PDBe API Access from Coot
PDBe API Access from Coot
Overview
The PDBe (Protein Data Bank in Europe) provides comprehensive REST and Solr-based APIs for programmatic access to structure data, validation reports, compound information, revision history, and search capabilities.
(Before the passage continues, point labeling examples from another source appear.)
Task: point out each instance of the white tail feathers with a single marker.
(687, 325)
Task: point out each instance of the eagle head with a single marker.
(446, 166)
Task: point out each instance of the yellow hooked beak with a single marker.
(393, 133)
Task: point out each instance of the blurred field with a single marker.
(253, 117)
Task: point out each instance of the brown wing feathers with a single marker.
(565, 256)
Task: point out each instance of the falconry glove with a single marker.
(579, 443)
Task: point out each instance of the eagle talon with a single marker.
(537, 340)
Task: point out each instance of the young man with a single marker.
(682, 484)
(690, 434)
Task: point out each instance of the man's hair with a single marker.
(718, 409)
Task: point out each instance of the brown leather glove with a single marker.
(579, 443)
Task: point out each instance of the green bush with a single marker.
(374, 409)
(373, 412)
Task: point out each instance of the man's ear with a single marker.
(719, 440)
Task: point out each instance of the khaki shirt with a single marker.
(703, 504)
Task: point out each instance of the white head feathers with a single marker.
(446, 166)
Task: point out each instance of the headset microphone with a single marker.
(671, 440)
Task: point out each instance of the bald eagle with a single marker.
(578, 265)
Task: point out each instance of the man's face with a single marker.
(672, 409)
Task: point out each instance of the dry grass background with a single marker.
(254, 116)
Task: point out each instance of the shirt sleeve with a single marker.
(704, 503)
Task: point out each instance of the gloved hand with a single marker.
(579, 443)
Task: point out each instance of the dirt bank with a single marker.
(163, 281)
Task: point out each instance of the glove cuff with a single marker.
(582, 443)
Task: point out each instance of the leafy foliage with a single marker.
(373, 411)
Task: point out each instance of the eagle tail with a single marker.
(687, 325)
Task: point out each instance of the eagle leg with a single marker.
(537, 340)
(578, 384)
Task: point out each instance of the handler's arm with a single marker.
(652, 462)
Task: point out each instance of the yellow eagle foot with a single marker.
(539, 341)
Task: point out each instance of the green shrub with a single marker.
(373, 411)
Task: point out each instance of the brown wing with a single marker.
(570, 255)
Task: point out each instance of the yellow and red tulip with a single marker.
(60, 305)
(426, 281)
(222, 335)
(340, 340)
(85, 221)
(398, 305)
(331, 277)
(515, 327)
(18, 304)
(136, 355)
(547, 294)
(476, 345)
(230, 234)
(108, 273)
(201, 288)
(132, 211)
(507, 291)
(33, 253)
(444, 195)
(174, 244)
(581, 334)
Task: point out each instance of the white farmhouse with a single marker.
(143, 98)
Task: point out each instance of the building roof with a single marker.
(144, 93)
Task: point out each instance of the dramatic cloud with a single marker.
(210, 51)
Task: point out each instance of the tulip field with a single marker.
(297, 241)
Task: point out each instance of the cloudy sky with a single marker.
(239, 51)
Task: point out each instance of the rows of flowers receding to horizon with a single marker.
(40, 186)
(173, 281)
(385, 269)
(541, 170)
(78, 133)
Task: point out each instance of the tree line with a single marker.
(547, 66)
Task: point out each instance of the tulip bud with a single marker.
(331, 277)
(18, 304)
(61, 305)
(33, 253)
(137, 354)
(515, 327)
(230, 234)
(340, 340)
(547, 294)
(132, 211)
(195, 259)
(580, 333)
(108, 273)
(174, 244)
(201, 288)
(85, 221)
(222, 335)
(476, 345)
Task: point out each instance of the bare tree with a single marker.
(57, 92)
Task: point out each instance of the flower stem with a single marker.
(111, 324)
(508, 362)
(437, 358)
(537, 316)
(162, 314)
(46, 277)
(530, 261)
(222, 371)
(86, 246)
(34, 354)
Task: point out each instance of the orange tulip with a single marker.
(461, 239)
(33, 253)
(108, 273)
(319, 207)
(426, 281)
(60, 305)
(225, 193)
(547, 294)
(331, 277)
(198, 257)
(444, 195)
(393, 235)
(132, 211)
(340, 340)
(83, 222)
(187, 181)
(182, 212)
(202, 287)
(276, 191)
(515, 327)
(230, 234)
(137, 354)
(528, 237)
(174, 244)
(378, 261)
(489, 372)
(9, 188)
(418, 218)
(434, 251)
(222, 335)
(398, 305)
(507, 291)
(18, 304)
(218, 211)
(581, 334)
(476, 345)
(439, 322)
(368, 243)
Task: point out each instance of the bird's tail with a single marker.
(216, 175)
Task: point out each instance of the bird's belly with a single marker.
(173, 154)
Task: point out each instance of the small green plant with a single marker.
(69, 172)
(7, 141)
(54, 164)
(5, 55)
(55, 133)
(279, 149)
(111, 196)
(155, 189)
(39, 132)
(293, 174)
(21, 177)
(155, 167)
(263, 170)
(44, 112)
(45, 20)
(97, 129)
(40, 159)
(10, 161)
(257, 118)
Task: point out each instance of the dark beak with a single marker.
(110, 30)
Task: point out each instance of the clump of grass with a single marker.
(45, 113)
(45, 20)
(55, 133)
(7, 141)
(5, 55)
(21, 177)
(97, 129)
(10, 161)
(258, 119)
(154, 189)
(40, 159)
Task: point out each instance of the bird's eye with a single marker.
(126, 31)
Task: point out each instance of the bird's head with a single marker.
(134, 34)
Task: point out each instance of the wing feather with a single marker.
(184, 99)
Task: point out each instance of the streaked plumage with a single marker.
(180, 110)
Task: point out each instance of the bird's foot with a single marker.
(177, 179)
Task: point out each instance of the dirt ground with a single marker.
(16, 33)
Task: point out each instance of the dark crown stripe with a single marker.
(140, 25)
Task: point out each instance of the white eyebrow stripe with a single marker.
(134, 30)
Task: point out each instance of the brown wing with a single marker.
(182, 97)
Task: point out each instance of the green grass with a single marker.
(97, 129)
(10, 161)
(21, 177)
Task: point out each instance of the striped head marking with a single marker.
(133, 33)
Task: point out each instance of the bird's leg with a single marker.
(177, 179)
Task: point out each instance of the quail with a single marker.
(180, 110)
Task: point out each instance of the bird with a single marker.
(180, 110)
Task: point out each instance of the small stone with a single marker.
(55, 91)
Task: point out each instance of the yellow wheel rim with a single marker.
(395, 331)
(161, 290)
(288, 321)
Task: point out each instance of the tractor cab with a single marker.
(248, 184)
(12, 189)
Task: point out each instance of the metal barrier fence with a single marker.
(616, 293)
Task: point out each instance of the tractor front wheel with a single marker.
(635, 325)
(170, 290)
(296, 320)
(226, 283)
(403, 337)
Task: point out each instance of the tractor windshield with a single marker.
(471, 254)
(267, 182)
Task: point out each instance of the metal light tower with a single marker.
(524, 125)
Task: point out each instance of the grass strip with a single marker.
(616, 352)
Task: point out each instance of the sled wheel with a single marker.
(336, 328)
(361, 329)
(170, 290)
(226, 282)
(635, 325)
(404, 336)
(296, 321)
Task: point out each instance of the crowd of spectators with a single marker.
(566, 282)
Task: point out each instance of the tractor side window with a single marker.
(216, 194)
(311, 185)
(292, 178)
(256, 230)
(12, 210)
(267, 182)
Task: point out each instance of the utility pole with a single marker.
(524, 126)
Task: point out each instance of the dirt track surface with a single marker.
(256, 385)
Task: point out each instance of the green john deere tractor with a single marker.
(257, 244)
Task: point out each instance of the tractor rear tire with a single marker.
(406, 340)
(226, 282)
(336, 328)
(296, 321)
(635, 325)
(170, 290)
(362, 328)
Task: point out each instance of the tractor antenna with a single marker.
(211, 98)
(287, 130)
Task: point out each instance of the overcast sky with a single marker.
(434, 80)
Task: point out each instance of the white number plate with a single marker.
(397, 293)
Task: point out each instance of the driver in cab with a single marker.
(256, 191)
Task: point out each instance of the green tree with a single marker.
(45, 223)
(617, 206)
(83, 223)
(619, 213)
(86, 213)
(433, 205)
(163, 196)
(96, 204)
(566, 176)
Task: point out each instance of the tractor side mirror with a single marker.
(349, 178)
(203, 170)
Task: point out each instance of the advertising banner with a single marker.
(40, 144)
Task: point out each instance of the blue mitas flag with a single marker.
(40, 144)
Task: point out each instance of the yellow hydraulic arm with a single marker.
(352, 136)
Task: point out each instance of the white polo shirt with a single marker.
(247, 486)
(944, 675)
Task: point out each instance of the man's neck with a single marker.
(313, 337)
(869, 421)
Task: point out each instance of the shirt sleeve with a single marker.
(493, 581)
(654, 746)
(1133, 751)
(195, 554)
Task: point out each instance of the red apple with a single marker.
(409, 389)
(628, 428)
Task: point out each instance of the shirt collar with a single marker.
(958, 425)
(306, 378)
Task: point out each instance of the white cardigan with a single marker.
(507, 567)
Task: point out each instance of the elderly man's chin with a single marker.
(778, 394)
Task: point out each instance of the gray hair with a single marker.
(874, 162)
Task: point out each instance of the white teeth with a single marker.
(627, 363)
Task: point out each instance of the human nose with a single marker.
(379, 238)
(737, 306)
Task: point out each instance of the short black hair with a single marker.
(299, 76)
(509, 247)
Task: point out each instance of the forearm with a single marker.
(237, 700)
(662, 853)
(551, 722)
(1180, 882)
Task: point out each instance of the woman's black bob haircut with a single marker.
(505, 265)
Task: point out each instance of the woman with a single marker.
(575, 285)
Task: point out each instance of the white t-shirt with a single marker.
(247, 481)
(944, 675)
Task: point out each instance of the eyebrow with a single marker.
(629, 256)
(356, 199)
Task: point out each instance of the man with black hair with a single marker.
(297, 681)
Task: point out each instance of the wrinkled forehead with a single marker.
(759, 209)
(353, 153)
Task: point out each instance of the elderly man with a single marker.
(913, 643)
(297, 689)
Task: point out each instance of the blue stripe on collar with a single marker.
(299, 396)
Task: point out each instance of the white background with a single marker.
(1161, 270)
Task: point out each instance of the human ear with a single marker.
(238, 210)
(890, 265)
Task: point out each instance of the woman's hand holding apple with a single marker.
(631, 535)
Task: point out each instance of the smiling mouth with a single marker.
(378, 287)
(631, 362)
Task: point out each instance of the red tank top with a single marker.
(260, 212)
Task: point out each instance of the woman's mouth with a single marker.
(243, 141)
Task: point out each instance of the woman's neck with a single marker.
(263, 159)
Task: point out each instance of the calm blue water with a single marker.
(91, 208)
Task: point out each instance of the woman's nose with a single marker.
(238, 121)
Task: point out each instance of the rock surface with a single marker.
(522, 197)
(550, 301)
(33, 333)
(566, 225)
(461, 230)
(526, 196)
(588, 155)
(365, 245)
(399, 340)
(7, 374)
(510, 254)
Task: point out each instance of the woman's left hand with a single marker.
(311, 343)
Coot can access these APIs directly using the coot_get_url_as_string_py() function.
Core Function
coot.coot_get_url_as_string_py(url) - Fetch URL content as string
# Example: Get structure summary
result = coot.coot_get_url_as_string_py("https://www.ebi.ac.uk/pdbe/api/pdb/entry/summary/4wa9")
# Parse JSON response
import json
data = json.loads(result)
Main API Endpoints
Entry-based API
Base URL: https://www.ebi.ac.uk/pdbe/api/
Documentation: https://www.ebi.ac.uk/pdbe/api/doc/
Aggregated API
Base URL: https://www.ebi.ac.uk/pdbe/graph-api/
Documentation: https://pdbe.org/graph-api
Search API (Solr)
Base URL: https://www.ebi.ac.uk/pdbe/search/pdb/select?
Documentation: https://www.ebi.ac.uk/pdbe/api/doc/search.html
Common Query Patterns
1. Structure Summary and Metadata
Get basic information about a structure including deposition date, revision date, authors, and experimental method:
import json
pdb_id = "4wa9"
url = f"https://www.ebi.ac.uk/pdbe/api/pdb/entry/summary/{pdb_id}"
result = coot.coot_get_url_as_string_py(url)
data = json.loads(result)
# Extract key information
entry = data[pdb_id][0]
print(f"Title: {entry['title']}")
print(f"Release date: {entry['release_date']}")
print(f"Revision date: {entry['revision_date']}")
print(f"Method: {entry['experimental_method']}")
print(f"Authors: {entry['entry_authors']}")
Key fields in response:
title- Structure titlerelease_date- Original deposition date (YYYYMMDD)revision_date- Most recent revision date (YYYYMMDD)experimental_method- List of experimental methodsentry_authors- List of authorsnumber_of_entities- Count of different entity types (protein, ligand, water, etc.)
2. Compound/Ligand Information
Get detailed information about a specific compound including formula, SMILES, InChI, and revision history:
import json
comp_id = "AXI" # 3-letter code
url = f"https://www.ebi.ac.uk/pdbe/api/pdb/compound/summary/{comp_id}"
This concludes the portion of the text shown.